Chris Weppler This is one of my favorite Stephen King tales. I, too, became very attached to the characters in the course of reading the novel and was saddened by the passage of some within its' pages, especially the ones I wouldn't have even IMAGINED would die. Overall, I'd have to say if you want to start reading Stephen King, save THE STAND for a while after you've read some of his many other works. I say this because then you'll only appreciate reading it that much more.


Jane Stewart Thanks for your comment Chris. I'm planning to read more of King, but I'm a little nervous about which ones. Are there any that you did not like?


Mixedbagreader I loved this review. I too really enjoyed and connected with The Stand (I even own the 8 hour mini-series on DVD and have watched it multiple times - great casting). You might also want to try "The Dark Half" and "Needful Things" (note: Needful Things is very violent but I believe there's a small love story subplot and it's just fun because it's peppered with many references to characters from many of his other books). One thing that I really love about King is that I feel like he truly captures the flavor of the 70's and 80's in his novels. They are so much *of* that time period, it's like looking into a time capsule.


Jane Stewart Thank you Mixedbag. And I especially appreciate your recommendations. I just bought them. Stephen has sooo many books, I need help choosing. One thing surprising to me is the variety of genres he writes in. Before I read any of his books, I thought everything he did would be supernatural, scary, and horror. But it’s not. I’m enjoying doing a collection of him.

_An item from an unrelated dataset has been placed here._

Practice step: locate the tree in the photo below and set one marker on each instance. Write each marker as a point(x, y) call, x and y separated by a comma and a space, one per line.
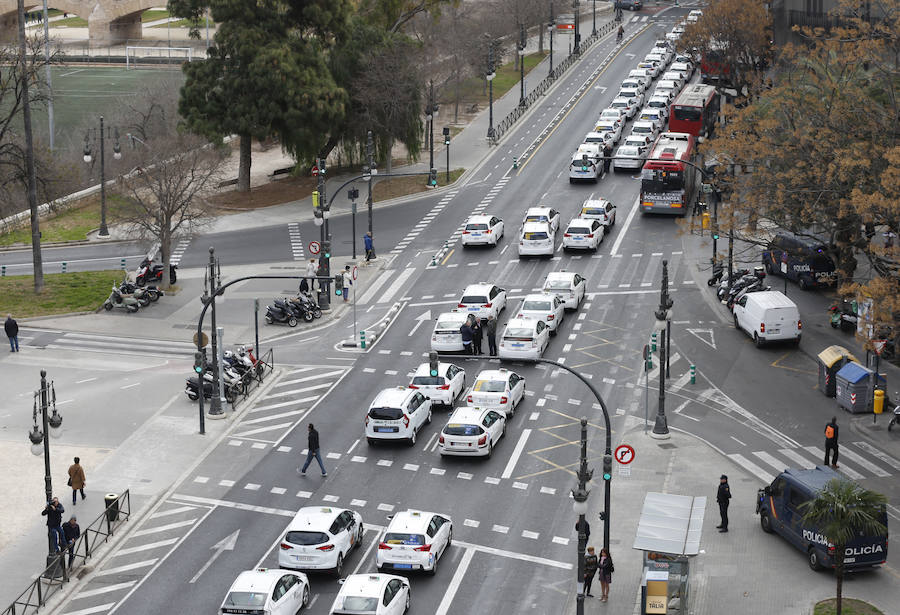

Ethan If your interested in Flagg give the dark tower a try some time. Its my favorite series and arguably Kings best work. Great review by the way.


Jane Stewart I'm in the middle of the Dark Tower series right now. Thanks Ethan :)


Ethan Aw thats awesome. My bud told me to read them earlier this year. They were my first king books I've read about 15 king books now but i wish I would have read some of his other work before i read the dark tower. Aside the dark tower and the stand you should read firestarter. I loved that one.